Christie quickly supported the choice, but there are still important questions being asked about Christie’s political future.
“He knows that his star is set for perhaps 2016 if Obama wins re-election, or 2020 if it's a Romney win,” said political analyst Jeff Jubelirer.
Christie praised the selection of Ryan in a statement released by the Romney campaign Saturday saying the Romney-Ryan ticket is "a team that understands the economic stagnation our country has been facing the last four years and the urgency with which we need to change course.”
Love him or hate him, you certainly know how the governor feels as reporters, fellow politicians, town hall attendees and even NJ beach goers can attest.
“Did I say on topic, are you stupid,” Christie shouted to a reporter asking questions at a recent press conference.
And who can forget his famous pre-hurricane admonishment in 2011 for shore residents and vacationers to “get the hell off the beach.”
But Christie's direct style may have cost him when Romney made his running mate decision, which was announced over the weekend.
“Romney is the CEO if you will of the ticket and he wouldn't want anybody to upend him and that's one of the factors that may have been considered," said Jubelirer. “He may have overshadowed some of what Mitt Romney will do.”
Jubelirer says Christie will still have a major role at the Republican National Convention and on the campaign trail.
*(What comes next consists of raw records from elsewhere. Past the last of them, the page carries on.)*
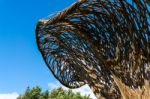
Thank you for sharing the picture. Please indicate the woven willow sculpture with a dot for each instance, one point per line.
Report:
(102, 43)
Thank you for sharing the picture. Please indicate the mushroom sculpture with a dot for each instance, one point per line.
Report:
(102, 43)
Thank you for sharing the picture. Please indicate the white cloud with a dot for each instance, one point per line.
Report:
(9, 95)
(84, 90)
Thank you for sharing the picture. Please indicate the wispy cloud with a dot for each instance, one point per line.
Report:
(9, 95)
(84, 90)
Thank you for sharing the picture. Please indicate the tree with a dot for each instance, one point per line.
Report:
(102, 43)
(57, 93)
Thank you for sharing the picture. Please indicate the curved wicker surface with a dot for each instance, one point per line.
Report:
(92, 40)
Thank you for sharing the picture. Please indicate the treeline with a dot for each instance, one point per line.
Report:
(57, 93)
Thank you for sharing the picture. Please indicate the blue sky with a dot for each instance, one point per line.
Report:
(21, 64)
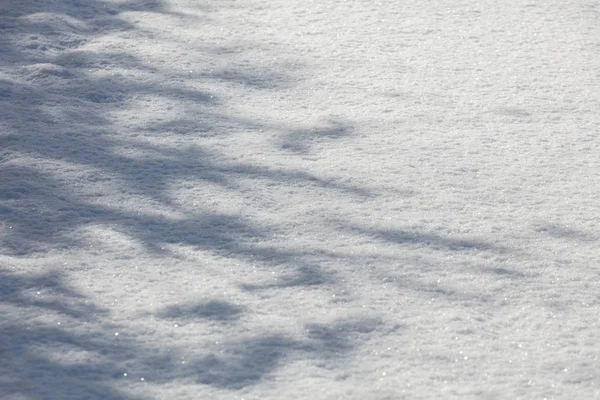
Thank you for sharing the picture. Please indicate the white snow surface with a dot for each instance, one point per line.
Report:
(333, 199)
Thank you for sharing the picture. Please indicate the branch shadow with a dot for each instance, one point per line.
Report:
(43, 353)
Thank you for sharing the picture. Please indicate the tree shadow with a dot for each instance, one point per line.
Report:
(245, 362)
(65, 166)
(213, 310)
(44, 349)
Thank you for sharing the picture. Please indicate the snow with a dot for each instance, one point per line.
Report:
(235, 199)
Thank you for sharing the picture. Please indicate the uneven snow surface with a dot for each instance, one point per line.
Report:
(323, 199)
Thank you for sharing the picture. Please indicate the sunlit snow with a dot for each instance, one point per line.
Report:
(328, 199)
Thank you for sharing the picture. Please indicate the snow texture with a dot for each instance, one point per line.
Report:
(332, 199)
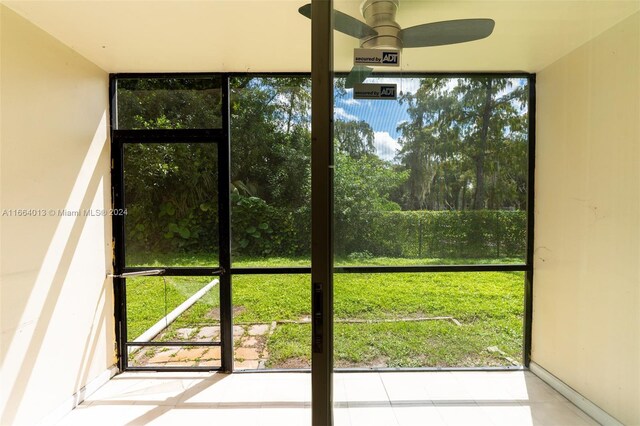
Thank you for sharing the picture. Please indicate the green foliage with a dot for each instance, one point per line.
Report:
(258, 229)
(447, 234)
(362, 189)
(171, 195)
(169, 103)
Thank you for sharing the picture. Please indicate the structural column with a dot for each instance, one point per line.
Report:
(322, 211)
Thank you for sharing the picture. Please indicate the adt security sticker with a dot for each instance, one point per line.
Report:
(375, 91)
(376, 57)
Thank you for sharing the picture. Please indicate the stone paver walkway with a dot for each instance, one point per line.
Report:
(250, 351)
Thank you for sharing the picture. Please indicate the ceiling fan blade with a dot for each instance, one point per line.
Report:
(446, 32)
(344, 23)
(358, 74)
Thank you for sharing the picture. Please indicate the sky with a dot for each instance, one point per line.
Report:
(384, 116)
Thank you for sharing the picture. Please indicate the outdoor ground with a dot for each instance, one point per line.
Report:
(381, 320)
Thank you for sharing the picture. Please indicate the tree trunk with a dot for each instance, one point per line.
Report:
(478, 201)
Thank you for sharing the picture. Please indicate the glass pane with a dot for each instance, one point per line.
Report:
(271, 321)
(438, 176)
(169, 309)
(270, 171)
(169, 103)
(171, 197)
(428, 319)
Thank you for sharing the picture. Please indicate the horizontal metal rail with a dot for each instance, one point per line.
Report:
(178, 271)
(382, 269)
(172, 343)
(139, 273)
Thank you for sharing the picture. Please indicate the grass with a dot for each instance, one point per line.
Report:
(488, 307)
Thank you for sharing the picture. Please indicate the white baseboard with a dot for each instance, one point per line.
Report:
(77, 398)
(597, 413)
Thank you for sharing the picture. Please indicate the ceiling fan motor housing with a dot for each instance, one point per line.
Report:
(381, 16)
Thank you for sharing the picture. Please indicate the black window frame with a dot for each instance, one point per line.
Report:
(226, 270)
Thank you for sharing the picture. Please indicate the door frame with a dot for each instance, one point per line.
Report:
(218, 137)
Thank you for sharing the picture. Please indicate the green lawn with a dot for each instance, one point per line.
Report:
(486, 310)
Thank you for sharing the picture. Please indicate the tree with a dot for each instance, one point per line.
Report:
(354, 138)
(465, 144)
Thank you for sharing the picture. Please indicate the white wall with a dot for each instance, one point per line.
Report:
(586, 317)
(56, 305)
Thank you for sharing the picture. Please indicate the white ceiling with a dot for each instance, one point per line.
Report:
(268, 35)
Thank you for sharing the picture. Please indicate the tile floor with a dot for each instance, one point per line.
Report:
(386, 398)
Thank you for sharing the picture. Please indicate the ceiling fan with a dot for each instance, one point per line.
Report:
(382, 31)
Christie is in demand as a fundraiser and has logged events in more than 30 states for Romney and other candidates.
NBC News reported last month that Christie would deliver the convention keynote speech, but his name has not appeared yet on the RNC’s list of speakers.
Some speculate that if Romney wins, Christie may have a place in his cabinet. As a former U.S. Attorney, some are already questioning whether Christie may be considered for Attorney General.
But that may not help his long-term political future or fit Christie's style.
“As governor of New Jersey, he stands and falls on his own merit and Chris Christie has an executive type of personality, said Jubelirer. “I don't know how well he would do in an administrative capacity or as a member of an administration and sort of taking the back seat. He wants to drive.”
If he chooses to run for a second term as governor, Christie will face reelection in 2013.